I have been fortunate to experience travel to many parts of the world, yet there are many more in which to delve and explore. My trips have been just that; trips. Vacations. Just when I would drop into the feel of a place, time to go. Never immersions. I would skim the surface of what could be so much more. My greed for experience is honest; I don’t deny nor hide it. I thrive on experience out of my comfort zone. It’s like a gateway drug…the need to escalate experiences is my form of addiction. As an artist, I set goals and challenges and work myself into a corner merely to see if I can find my way out. And its worked more times than not. In travel, it’s been weekend here, a week there, a two week journey then maybe three traveling throughout an area. But four weeks in one place to really experience another existence? To find out if I can hang? To find out how enterprising I am? How creative I can be? Nope, not until now.
So now I ALLOW. I allow myself the freedom and luxury to travel to a city full of culture, architecture, creativity, history. San Miguel de Allende, Mexico. Time to learn Spanish. time to learn how to really cook real Mexican food. Time to understand a culture that many Americans disparage from ignorance.

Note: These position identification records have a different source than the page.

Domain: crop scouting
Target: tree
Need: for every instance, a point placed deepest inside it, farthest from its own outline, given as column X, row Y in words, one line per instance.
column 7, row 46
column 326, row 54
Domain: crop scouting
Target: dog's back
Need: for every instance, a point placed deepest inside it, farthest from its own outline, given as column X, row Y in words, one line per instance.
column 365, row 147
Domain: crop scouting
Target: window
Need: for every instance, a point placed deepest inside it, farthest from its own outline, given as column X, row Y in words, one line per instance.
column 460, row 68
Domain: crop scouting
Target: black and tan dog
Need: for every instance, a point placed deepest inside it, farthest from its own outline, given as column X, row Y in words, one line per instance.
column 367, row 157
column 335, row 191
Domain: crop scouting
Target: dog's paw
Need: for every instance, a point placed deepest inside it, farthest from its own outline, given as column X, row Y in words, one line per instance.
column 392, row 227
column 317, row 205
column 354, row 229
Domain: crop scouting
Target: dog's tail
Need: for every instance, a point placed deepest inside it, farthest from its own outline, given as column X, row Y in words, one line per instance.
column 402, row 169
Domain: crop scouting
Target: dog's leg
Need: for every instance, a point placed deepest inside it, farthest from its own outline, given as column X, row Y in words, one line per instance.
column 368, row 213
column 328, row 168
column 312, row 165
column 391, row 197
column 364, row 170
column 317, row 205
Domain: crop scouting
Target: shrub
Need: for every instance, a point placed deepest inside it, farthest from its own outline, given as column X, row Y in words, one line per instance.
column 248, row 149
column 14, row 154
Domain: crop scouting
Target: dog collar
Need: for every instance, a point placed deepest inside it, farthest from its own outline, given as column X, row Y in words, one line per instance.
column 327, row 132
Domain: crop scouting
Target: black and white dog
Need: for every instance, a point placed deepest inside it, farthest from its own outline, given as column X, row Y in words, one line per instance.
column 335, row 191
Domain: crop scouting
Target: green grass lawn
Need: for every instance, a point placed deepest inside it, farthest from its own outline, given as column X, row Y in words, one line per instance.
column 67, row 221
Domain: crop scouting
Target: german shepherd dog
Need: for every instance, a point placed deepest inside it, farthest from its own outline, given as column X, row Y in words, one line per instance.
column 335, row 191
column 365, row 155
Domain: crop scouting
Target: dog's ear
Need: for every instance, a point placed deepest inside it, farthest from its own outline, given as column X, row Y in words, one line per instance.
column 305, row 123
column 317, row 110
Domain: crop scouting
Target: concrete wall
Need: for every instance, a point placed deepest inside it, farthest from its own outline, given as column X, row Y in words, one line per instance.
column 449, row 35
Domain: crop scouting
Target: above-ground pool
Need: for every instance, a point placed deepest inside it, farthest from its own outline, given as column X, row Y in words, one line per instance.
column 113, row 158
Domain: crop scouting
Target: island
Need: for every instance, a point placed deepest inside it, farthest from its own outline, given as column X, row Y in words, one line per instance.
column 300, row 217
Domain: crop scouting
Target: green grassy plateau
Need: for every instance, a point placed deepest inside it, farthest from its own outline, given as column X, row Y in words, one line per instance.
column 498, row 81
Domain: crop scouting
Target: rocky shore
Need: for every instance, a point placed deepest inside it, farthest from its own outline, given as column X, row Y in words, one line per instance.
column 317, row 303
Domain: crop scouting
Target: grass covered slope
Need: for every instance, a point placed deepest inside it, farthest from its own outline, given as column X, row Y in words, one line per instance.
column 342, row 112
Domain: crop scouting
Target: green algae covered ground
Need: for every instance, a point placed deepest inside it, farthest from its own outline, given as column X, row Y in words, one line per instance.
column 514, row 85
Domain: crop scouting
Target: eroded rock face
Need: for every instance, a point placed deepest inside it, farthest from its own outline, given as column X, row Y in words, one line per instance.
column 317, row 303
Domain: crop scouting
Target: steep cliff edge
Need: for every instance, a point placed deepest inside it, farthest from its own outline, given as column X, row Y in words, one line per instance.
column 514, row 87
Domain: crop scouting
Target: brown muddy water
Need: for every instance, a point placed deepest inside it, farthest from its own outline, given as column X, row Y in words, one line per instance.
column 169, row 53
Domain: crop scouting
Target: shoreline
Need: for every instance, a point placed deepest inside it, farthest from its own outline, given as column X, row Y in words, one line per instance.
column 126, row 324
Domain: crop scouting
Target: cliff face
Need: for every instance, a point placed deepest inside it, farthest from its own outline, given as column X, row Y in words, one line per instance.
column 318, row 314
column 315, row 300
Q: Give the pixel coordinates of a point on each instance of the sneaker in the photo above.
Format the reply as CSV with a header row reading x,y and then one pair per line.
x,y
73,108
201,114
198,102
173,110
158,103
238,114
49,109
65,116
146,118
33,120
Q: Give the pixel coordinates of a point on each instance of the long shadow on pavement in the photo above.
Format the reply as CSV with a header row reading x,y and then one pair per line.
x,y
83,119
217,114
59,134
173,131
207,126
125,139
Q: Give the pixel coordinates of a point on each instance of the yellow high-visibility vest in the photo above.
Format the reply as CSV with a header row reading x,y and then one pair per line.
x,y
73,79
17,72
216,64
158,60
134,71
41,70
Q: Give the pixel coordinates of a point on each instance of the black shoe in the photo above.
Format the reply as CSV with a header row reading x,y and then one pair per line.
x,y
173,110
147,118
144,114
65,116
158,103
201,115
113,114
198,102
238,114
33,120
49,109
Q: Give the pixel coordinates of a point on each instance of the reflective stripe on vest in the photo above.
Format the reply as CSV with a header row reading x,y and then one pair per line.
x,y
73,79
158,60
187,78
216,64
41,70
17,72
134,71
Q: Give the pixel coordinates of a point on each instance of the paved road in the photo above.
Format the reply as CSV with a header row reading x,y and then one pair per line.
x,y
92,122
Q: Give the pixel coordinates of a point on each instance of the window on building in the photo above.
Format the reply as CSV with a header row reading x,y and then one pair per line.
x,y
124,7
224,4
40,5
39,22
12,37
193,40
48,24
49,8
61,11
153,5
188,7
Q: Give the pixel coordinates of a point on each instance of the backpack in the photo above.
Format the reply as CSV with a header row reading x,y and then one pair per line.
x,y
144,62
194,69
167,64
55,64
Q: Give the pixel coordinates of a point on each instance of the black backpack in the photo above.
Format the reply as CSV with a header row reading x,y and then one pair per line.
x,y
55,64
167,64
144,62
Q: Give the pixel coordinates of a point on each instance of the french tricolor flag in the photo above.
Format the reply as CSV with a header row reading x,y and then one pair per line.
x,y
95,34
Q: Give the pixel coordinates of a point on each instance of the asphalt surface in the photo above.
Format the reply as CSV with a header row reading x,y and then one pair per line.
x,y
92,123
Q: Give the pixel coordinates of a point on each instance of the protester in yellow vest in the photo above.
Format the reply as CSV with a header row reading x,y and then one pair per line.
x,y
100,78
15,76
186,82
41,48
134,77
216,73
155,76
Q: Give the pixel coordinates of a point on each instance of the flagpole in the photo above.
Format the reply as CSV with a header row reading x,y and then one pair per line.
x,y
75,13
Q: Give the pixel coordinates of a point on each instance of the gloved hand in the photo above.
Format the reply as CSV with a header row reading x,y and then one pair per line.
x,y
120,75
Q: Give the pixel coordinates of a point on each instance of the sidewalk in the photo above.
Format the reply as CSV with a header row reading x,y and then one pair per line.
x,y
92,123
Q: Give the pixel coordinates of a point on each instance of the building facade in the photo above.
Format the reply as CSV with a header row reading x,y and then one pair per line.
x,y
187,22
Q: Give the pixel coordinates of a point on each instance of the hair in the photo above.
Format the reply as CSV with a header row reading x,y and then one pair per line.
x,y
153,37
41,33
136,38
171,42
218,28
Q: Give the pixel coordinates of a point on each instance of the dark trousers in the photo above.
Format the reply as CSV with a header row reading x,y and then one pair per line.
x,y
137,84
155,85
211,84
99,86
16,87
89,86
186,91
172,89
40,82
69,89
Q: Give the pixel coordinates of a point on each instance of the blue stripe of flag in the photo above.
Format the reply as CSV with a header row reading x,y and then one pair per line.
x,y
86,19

I ALLOW myself to be vulnerable, to become intimate in the world. I have seen it positively impact my personal relationships as well. If you want to be intimate, you simply must be vulnerable. I tell people I love them, tell them they are valuable to me, that our relationship matters. And each and every time, I have been met with the same kind of vulnerability.
The urge was so great inside me to set upon this adventure that I simply could not ignore it anymore. Am I scared? Nervous? Anxious? Hell yes I am! But what would scare me more is not doing it. And I travel solo to learn more about myself; what I’m made of, how I will work myself out of a corner in a city I don’t know.
I am well aware that I am far from the only person who has done this; I am not seeking applause for this decision, or to be told how adventurous or brave or whatever I am for this. I share this because I hope to encourage others with similar desires to move forward. When people ask me why I am doing this, I simply respond with “Why not?” And “why not now?” When else is there?
I just want to take a big bite out of life, and I do that by allowing.